Aber da sind es dann genau diese Pseudoordnungspolitiker (häufig von der CDU), die z.B. von einer Bargeldbegrenzung gar nichts wissen wollen und manche Institutionen ebenfalls kaputtgespart haben.
Aber das sind, wenn wir rein beim kriminalistischen bleiben wollen, ebenfalls riesige Stellschrauben, die nichts mit "Härte" zu tun haben, sondern mit Aufwand. Aufwand ist leider viel schwerer (aber auch viel sinnvoller), als draufzuhauen ohne überhaupt dadurch einen ernsthaften Effekt zu erzielen.
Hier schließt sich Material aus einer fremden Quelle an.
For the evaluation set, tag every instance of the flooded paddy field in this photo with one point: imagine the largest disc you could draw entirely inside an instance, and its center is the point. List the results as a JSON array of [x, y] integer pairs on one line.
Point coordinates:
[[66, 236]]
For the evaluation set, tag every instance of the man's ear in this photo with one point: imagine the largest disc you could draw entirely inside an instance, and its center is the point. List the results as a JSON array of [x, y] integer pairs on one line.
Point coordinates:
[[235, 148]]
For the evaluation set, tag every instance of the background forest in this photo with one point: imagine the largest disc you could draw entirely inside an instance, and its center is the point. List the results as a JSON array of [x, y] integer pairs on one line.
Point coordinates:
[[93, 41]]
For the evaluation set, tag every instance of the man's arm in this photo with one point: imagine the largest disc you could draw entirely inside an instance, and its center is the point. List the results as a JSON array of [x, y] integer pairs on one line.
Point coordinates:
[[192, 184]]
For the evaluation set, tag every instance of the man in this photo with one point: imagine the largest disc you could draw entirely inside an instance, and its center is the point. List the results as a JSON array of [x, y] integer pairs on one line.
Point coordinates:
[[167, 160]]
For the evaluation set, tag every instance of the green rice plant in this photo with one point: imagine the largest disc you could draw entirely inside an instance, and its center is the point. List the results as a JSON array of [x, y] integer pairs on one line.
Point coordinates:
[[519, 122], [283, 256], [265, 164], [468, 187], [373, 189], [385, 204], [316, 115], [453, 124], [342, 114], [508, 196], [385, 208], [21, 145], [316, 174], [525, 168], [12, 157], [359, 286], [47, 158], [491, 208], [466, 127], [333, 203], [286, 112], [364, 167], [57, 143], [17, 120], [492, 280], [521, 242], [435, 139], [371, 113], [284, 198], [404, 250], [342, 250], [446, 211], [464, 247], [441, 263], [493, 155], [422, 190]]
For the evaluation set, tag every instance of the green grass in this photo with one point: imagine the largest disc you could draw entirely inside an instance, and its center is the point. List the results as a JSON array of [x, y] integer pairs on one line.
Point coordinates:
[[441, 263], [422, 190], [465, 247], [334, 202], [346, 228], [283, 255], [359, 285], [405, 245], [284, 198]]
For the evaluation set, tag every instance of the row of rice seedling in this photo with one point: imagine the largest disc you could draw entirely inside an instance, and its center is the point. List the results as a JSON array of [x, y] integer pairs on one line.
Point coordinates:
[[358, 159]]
Mir geht bei diesem Thema eben einfach so viele gegen den Strich, weil keiner wirklich über ernsthafte, sinnvolle Maßnahmen (ob das jetzt Verbesserungen in der Finanzverbrechensverfolgung ist oder eine bessere Ausstattung von Frauenhäusern) diskutiert, sondern alle Welt sich was dazu ausdenkt, ob jetzt der Islam Schuld am Münzenraub ist oder welchen individuellen Kriminellen man nun abschieben kann oder nicht. So kommen wir nicht weiter, so werden wir Verbrechen nicht begrenzen.